Nagios add monitoring host
Operation steps:
- 1. Modify the main configuration file of Nagios to separate the configuration of the server from the configuration of the monitoring items
- 2. Add monitoring host related information profile
- 3. Check configuration file syntax for correctness
- 4. Reload configuration for new profile to take effect
- 5. View Web interface validation configuration succeeded
1. Modify master profile
After installing Nagios, you can see a local monitoring case named localhost through the web interface. This is due to the template generated by Nagios configuration file, which is located in / usr/local/nagios/etc/objects/localhost.cfg:
$ tree /usr/local/nagios/etc/ # Nagios profile directory /usr/local/nagios/etc/ |-- cgi.cfg # web interface profile |-- htpasswd.users # User name and password authentication file when logging into Nagios Web page |-- nagios.cfg # Master profile |-- nrpe.cfg # Client profile |-- objects # Directory containing other profiles | |-- localhost.cfg # Used to define host monitoring
It is not recommended to write the new host configuration to be monitored in it, because when there are too many hosts to be monitored, this part will be very injured.
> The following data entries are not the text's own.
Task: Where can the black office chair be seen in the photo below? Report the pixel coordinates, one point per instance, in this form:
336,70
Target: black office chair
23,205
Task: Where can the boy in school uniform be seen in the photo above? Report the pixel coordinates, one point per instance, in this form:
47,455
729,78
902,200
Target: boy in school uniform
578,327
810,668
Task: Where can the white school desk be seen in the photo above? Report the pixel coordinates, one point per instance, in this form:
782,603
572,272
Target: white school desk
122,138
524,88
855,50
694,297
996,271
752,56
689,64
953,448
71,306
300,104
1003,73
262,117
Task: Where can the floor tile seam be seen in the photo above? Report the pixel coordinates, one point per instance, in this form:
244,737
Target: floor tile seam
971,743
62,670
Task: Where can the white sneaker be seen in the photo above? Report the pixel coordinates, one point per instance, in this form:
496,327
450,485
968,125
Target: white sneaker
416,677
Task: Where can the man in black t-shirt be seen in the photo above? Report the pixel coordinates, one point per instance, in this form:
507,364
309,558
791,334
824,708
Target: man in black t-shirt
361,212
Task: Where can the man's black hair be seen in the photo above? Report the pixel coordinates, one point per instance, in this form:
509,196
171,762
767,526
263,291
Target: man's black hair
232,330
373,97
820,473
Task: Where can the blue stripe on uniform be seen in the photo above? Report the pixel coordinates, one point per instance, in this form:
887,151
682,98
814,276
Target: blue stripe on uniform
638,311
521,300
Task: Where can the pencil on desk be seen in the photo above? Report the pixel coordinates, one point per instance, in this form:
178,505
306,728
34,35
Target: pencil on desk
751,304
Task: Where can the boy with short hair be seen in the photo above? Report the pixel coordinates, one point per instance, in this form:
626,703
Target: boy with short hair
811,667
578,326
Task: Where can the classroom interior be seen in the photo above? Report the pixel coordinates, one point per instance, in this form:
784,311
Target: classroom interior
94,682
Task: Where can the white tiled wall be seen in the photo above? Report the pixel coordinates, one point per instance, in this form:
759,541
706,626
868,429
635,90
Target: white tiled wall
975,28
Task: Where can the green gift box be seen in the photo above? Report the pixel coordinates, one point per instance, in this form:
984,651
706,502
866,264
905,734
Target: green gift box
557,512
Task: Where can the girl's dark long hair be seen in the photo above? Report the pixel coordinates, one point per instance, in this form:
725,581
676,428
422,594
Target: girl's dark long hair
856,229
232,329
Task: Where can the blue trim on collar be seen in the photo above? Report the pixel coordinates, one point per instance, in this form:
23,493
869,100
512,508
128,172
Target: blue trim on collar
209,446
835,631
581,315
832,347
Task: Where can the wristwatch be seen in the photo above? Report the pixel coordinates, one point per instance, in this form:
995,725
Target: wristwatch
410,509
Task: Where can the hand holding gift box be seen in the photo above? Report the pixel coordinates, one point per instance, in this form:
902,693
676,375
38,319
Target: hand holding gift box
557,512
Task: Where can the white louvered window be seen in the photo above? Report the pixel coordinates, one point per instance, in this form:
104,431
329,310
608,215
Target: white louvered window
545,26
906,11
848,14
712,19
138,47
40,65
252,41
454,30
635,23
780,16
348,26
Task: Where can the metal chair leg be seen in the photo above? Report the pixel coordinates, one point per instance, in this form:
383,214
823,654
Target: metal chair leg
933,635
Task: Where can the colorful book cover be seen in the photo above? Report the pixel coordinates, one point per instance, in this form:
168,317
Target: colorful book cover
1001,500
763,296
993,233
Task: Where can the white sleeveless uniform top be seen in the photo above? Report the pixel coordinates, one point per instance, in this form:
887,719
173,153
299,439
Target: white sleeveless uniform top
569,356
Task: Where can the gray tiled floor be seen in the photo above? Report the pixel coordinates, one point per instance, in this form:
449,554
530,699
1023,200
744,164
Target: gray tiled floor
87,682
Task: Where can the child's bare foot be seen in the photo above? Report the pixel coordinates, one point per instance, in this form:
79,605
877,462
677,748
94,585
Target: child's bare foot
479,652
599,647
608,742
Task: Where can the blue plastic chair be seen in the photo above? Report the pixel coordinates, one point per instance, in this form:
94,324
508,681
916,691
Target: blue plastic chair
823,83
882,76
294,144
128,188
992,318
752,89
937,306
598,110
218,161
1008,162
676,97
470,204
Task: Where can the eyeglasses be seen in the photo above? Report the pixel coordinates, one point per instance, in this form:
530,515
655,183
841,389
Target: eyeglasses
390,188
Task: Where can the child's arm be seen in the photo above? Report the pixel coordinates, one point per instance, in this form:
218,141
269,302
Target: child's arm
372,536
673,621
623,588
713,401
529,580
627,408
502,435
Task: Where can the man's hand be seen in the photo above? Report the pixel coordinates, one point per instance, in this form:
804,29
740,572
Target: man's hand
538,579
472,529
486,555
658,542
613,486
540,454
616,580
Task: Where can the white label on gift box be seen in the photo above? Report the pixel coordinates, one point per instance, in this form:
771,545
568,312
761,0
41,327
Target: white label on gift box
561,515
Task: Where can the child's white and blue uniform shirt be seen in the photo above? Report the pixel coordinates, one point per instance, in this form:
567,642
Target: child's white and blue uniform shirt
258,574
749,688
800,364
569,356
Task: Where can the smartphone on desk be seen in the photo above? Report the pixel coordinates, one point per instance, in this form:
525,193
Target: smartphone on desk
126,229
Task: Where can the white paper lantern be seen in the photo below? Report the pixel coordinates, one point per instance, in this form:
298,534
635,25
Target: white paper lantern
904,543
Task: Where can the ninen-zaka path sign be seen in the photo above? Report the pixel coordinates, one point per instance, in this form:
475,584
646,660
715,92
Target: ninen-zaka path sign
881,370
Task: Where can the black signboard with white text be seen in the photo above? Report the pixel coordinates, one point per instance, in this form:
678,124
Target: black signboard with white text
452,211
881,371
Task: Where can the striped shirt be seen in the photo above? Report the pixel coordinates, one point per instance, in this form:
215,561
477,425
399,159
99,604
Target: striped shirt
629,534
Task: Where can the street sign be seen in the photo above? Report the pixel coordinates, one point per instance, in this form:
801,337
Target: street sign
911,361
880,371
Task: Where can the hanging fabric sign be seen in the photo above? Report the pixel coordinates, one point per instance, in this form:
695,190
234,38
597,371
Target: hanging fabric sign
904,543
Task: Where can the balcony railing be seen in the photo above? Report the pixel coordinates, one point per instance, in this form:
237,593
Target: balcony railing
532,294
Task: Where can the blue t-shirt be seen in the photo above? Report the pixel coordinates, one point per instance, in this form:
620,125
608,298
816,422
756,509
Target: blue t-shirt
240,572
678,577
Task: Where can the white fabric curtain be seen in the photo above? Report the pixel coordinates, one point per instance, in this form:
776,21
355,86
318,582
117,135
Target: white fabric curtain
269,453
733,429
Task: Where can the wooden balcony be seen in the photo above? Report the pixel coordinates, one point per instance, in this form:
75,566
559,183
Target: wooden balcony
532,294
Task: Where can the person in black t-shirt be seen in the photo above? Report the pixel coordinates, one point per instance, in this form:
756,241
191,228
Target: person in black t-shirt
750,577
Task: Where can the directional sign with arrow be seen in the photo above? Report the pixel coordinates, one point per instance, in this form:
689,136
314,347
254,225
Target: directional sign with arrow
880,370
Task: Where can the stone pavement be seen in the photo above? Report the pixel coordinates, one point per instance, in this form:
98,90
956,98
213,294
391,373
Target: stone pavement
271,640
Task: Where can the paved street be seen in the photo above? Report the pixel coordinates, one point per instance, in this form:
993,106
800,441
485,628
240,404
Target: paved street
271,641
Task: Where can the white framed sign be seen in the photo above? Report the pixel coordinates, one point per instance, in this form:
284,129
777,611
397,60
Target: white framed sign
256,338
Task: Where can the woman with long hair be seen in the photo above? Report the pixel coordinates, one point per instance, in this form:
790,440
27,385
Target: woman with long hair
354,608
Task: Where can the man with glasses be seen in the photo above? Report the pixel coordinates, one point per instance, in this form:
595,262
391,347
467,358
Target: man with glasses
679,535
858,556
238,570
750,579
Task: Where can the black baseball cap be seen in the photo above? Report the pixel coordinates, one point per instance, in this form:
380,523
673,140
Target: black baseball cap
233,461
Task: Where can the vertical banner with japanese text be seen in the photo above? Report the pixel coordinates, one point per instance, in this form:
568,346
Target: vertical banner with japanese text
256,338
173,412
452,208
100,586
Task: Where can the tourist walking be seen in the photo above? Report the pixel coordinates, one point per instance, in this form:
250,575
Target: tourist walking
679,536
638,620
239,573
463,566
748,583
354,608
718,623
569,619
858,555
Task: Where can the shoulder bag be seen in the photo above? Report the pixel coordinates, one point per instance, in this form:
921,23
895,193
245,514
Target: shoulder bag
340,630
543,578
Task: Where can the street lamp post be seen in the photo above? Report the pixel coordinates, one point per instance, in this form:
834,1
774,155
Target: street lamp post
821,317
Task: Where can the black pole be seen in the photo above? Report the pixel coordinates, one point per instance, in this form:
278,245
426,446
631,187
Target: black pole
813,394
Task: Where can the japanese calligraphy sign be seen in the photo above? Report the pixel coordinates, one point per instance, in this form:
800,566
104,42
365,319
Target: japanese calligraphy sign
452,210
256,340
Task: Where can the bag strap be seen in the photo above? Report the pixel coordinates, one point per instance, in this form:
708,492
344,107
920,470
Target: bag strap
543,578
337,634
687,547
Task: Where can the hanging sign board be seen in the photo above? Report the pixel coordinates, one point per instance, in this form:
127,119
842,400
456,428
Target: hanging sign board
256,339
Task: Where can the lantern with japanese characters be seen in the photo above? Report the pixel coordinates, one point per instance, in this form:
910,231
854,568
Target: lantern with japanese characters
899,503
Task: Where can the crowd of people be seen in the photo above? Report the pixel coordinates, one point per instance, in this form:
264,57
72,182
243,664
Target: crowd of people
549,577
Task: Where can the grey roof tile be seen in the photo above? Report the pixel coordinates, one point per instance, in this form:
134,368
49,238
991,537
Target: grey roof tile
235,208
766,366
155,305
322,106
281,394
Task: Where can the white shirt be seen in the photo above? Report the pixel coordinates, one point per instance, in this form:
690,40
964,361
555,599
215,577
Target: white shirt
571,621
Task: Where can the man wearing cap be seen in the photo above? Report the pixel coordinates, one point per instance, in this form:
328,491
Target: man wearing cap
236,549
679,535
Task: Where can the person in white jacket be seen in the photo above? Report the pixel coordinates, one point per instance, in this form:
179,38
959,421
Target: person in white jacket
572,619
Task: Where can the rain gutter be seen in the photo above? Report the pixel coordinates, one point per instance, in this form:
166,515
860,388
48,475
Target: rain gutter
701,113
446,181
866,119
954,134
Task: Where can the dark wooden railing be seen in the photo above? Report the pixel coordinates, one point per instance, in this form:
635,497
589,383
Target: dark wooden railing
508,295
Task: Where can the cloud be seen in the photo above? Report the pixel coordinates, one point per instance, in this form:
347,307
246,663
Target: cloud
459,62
Therefore, you can create a special folder under / usr/local/nagios/etc / to store the configuration information of the host and the service, and you can distinguish the machines with different functions or platforms by different folders. For example:
# Manage with different cloud platforms and functions tree /usr/local/nagios/etc/ |-- cgi.cfg |-- htpasswd.users |-- nagios.cfg |-- nrpe.cfg |-- objects |-- servers # New storage service and machine directory |-- aliyun # Storing machines related to aliyun platform | |-- product_Host.cfg | |-- product_Service.cfg | |-- staging_Host.cfg | `-- staging_Service.cfg `-- aws |-- product_Host.cfg |-- product_Service.cfg |-- staging_Host.cfg `-- staging_Service.cfg
Let's create a new servers folder under / usr/local/nagios/etc:
mkdir /usr/local/nagios/etc/servers
In order for Nagios to read our configuration file when it starts, we need to modify the main configuration file: / usr/local/nagios/etc/nagios.cfg
Add a new path information: cfg_dir=/usr/local/nagios/etc/servers
In this way, files in this directory will be loaded by nagios as long as they conform to the *. cfg naming.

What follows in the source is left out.